But the thing is, that 15+ years later, at 46, what I am is authentically me. Or the most authentically me I have ever been. I feel so much more confident, beautiful, sexy, sure, secure, and comfortable. That was 15+ years of making amends, changing behaviors and setting boundaries, loving myself and learning to love others as they were. And yet, nobody has rushed into traffic to get my phone number in many years. Which seems a shame really. I mean, I’m married, so I would refuse anyway, but I’m way more appealing now than I was teetering on my hot girl fawn legs.

I’m not saying I’m not a beautiful woman. I am. I know it. I enjoy it. But beauty without youth is not as in demand. And frankly, that’s a relief. But also, a pity. You clearly don’t know what you’re missing.

Gross sack of meat grace

When I was fat, I used to relate to my body as if it were not really me. Like it was the loaner car the dealer gave me while my real one was in the shop. In my mind I was my mind. I was my thoughts and feelings and words. I loved being my words! But I hated my body and I didn’t like to think about it. I tried to both disassociate, and dissociate myself from it.

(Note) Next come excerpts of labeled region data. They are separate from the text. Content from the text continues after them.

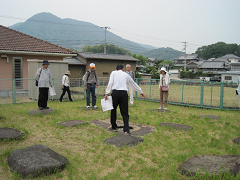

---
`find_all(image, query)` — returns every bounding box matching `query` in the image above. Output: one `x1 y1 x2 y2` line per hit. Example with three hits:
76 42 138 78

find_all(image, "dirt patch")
159 122 193 131
57 120 87 127
0 128 25 140
27 108 56 115
177 155 240 177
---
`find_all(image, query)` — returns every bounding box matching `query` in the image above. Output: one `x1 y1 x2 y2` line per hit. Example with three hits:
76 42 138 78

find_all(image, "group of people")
35 60 170 135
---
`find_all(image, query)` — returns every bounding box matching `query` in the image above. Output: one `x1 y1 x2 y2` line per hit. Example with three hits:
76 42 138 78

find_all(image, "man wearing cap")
126 64 135 105
35 60 52 110
104 64 145 135
59 71 73 102
83 63 98 108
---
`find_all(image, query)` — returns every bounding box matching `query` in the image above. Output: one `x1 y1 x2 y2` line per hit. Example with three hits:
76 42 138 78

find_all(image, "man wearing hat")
59 71 73 102
35 60 52 110
83 63 98 108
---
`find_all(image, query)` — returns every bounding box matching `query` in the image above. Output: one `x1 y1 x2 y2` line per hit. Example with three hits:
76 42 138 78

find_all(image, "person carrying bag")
158 67 170 110
59 71 73 102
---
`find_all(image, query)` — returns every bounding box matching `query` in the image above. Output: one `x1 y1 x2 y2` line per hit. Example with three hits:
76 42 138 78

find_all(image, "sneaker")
124 131 131 136
110 128 118 132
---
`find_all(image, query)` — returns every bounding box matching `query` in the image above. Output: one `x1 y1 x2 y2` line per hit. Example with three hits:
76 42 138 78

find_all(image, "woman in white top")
236 74 240 108
59 71 73 102
158 67 170 109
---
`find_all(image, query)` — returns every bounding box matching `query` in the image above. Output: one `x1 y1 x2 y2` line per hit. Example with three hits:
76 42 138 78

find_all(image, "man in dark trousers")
35 60 52 110
104 65 145 135
83 63 98 108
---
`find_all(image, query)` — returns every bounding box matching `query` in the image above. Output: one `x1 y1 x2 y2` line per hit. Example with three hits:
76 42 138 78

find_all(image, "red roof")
0 25 76 54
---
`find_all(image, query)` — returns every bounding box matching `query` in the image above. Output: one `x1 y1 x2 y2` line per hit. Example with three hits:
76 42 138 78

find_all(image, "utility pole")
101 26 110 54
182 42 187 71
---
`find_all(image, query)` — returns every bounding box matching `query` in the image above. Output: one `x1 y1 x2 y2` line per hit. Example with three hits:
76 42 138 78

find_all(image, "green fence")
0 78 239 110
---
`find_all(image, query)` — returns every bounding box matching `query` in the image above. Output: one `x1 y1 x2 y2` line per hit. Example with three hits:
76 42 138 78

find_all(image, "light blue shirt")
35 68 52 88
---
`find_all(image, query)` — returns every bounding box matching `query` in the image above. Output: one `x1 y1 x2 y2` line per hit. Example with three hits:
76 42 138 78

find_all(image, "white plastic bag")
101 96 113 111
49 86 56 96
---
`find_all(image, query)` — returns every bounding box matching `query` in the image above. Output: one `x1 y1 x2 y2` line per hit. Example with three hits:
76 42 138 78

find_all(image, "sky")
0 0 240 54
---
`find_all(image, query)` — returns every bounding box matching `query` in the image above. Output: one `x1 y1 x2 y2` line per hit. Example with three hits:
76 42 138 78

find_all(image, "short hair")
116 64 124 70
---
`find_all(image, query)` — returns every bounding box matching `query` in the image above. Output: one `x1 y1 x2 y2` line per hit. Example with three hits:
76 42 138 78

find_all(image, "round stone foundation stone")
105 134 143 147
8 144 69 178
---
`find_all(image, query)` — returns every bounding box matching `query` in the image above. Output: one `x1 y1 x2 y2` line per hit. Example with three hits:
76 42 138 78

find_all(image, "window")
225 76 232 80
13 57 22 89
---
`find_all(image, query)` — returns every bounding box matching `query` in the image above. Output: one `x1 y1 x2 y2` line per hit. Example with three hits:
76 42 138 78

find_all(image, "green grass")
0 97 240 180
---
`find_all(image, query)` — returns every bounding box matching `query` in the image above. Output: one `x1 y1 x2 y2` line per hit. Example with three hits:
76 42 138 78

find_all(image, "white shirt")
106 70 143 94
62 75 69 87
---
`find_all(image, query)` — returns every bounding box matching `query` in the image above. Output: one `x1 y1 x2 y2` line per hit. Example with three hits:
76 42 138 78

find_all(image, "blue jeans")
87 84 97 106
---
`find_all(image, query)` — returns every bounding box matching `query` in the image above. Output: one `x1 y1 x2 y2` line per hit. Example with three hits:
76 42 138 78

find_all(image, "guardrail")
0 78 239 110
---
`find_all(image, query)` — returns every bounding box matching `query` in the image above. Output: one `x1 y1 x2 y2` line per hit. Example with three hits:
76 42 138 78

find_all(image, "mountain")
142 47 183 60
10 12 180 59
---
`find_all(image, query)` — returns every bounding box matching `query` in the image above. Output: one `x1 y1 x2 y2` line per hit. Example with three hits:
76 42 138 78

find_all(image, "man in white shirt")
126 64 135 105
35 60 52 110
104 65 145 135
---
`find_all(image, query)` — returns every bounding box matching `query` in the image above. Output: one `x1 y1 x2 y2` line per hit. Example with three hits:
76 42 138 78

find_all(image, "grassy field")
0 97 240 180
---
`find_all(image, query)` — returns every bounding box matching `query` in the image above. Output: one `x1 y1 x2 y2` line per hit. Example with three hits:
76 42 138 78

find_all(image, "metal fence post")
135 78 138 99
12 78 16 104
182 82 184 103
200 82 204 108
149 79 152 99
220 82 224 110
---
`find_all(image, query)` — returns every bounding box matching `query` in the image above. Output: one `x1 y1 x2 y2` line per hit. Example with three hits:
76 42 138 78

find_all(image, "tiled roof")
78 52 139 61
0 25 76 54
198 61 224 69
213 54 239 61
175 54 200 60
63 57 86 65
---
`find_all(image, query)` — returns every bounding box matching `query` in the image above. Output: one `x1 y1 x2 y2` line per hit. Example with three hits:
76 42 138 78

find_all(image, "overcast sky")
0 0 240 53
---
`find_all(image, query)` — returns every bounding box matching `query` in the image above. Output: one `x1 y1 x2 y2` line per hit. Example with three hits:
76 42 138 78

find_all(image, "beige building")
0 25 77 90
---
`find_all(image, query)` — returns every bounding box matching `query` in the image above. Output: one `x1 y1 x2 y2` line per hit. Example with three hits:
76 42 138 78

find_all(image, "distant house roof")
198 61 225 69
0 25 76 55
78 52 140 61
213 54 240 61
174 54 200 60
63 57 86 65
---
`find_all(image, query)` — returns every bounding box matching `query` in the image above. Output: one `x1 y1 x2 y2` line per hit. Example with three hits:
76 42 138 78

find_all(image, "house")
78 52 139 77
198 61 226 73
173 54 204 69
0 25 77 82
221 57 240 83
212 54 240 70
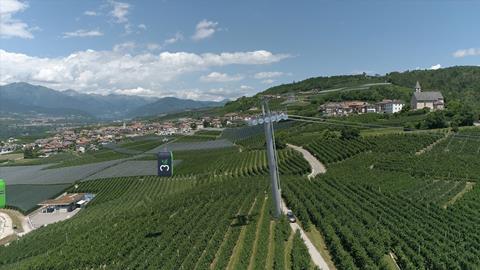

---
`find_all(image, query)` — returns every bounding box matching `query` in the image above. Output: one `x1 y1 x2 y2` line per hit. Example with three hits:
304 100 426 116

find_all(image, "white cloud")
63 29 103 38
163 32 183 45
253 71 284 79
192 20 218 41
0 49 288 98
83 10 98 16
0 0 33 39
147 43 162 51
174 85 257 101
453 48 480 58
262 79 275 84
108 0 130 23
200 72 243 82
113 41 137 52
112 87 155 96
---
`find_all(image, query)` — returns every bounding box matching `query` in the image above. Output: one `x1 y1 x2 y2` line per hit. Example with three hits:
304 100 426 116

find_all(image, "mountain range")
0 82 225 119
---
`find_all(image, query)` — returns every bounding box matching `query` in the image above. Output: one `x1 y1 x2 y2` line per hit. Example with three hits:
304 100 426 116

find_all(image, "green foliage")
290 230 311 270
23 147 40 159
48 149 129 169
340 127 360 140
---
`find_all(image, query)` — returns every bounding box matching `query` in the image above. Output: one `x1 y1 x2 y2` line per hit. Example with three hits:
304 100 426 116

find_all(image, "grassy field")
48 149 130 169
6 184 71 212
0 177 308 269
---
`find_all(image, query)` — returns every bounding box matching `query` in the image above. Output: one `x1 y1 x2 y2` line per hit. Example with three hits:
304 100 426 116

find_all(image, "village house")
411 81 445 111
319 99 405 116
375 99 405 113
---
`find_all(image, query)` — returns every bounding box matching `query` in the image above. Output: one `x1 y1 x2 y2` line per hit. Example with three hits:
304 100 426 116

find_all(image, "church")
410 81 445 111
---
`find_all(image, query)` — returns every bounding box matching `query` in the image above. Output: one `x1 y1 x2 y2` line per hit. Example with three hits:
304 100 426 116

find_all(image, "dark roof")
38 193 85 206
413 91 443 101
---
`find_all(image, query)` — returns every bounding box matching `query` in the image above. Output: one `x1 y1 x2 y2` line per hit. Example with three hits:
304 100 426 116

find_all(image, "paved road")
0 212 14 239
282 144 330 270
287 143 327 179
282 201 330 270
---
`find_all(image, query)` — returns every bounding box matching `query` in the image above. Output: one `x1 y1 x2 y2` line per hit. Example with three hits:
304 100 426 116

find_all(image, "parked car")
287 210 297 223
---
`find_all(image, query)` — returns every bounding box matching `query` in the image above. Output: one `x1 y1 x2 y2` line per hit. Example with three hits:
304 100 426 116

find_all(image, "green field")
0 177 311 269
0 119 480 270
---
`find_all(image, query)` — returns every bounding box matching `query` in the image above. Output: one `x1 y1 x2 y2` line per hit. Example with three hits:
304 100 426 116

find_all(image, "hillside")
0 122 480 269
221 66 480 113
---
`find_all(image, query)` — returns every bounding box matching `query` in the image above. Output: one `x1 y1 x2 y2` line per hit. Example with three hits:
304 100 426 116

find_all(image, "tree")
341 127 360 140
423 111 447 129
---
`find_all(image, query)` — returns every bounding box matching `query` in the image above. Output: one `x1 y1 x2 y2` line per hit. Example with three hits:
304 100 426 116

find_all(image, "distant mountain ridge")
0 82 223 119
130 97 225 117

But when I got my eating under control, I could not do that anymore. I could not get numb enough without my drug foods to not experience my body. It was right there. And it was yelling at me that it was me and I was it. So I had to change the way I dealt with it, thought about it, talked about it, talked *to* it, treated it.

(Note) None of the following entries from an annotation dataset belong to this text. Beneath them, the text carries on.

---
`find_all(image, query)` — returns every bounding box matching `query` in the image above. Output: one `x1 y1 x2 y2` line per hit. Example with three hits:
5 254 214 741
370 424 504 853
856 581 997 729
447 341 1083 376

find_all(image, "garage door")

When I was in my early thirties, I danced with a modern company in Brooklyn. And one day one of my fellow dancers, also 30ish at the time sighed and lamented “remember when you were 16 and your body was perfect and the world was yours?” And I laughed because no. At 16 I was worried about who was climbing the stairs behind me and how big they thought my ass was. (And not in a good way, like now.)

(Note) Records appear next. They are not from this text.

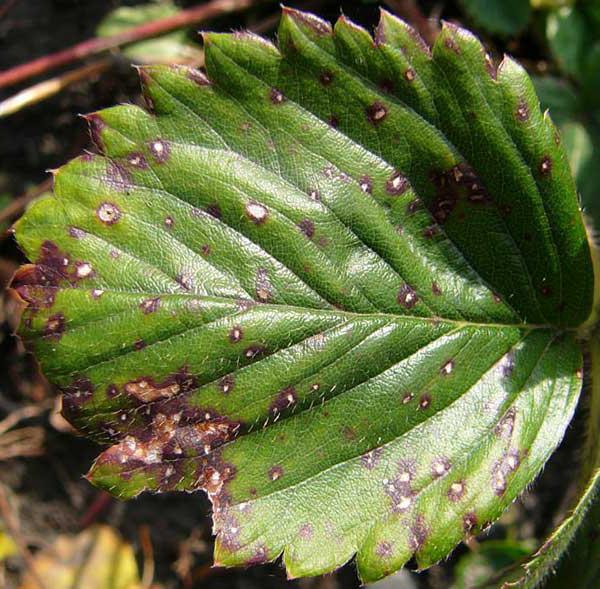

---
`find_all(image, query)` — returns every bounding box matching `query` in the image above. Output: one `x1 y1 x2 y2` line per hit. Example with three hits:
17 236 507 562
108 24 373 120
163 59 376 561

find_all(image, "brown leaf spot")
385 172 409 196
269 88 285 104
540 155 552 176
123 368 197 403
358 176 373 194
246 201 269 225
42 313 65 341
298 219 315 239
148 139 171 164
463 511 477 534
140 297 160 315
494 407 517 439
440 360 454 376
396 284 419 309
244 345 265 360
126 151 149 170
319 71 333 86
375 540 392 558
187 68 210 86
360 448 383 470
408 515 429 552
104 161 132 191
69 227 87 239
269 466 283 481
515 100 529 123
366 100 388 125
219 374 235 395
96 202 121 225
382 463 415 512
448 481 466 502
431 456 450 479
269 386 298 416
444 37 460 55
229 325 244 344
62 377 94 420
256 268 273 303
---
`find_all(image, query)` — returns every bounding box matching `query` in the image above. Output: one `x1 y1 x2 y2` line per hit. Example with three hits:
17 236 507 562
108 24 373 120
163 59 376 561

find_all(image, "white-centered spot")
441 360 454 375
450 483 464 495
246 202 268 224
398 497 412 509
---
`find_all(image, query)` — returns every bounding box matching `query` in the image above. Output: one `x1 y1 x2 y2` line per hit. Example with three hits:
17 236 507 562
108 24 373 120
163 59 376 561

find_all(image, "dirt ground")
0 0 592 589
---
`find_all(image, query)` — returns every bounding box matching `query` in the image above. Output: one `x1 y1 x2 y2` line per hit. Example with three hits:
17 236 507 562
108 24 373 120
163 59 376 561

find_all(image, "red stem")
0 0 256 88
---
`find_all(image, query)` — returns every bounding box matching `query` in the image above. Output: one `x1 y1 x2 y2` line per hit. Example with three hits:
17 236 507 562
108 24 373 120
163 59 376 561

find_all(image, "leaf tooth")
375 8 431 59
281 6 332 37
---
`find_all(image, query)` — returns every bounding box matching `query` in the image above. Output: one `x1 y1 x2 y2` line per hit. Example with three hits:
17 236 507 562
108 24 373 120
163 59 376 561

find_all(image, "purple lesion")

But one advantage I think I got from having my story be my story, is that I know how to deal with a changing body with grace. And I have the lived experience of getting better, not worse, with age. I am not talking about my weight. Since I put boundaries around my eating, I have been chubby and I have been skinny, but I have still consistently been getting fitter, stronger, and more physically attractive (at least to myself!)

I feel (I probably really am) stronger at 46 than even at 30, dancing on stage and throwing around and catching the smaller girls. I think I get better with age because I am constantly learning to be more myself. To settle further down into my most authentic self, and settle ever more comfortably into this fascinating machine/gross sack of meat.

Daily amends to this spectacular body

There is a concept I learned years ago that has changed the way I see the world and people. That when we, as individuals, do wrong by someone, we have one of two options: 1) we can acknowledge it and make amends, or 2) we can refuse to see our part in it, but then we *must* make the other person the bad guy in order to justify our wrongdoing.

I did this to my body for most of my young life. And what it meant was that I started to believe that my body was wrong, broken, evil. I hated it for being fat. I hated it for being ugly. I hated it for letting everyone see my “problems” instead of them being invisible like other addictions. My addiction was written all over my body and it was (and for the most part still is) totally acceptable to judge me for it and let me know that the mere existence of my body was unpalatable.

I often think that if I had not gotten down to a socially acceptable size through crazy and unsustainable eating and exercising practices, and then unsuccessfully tried my hand (and toothbrush) at bulimia, I would have probably just been fat, and angry at life, the universe, and everything about it for the rest of my days.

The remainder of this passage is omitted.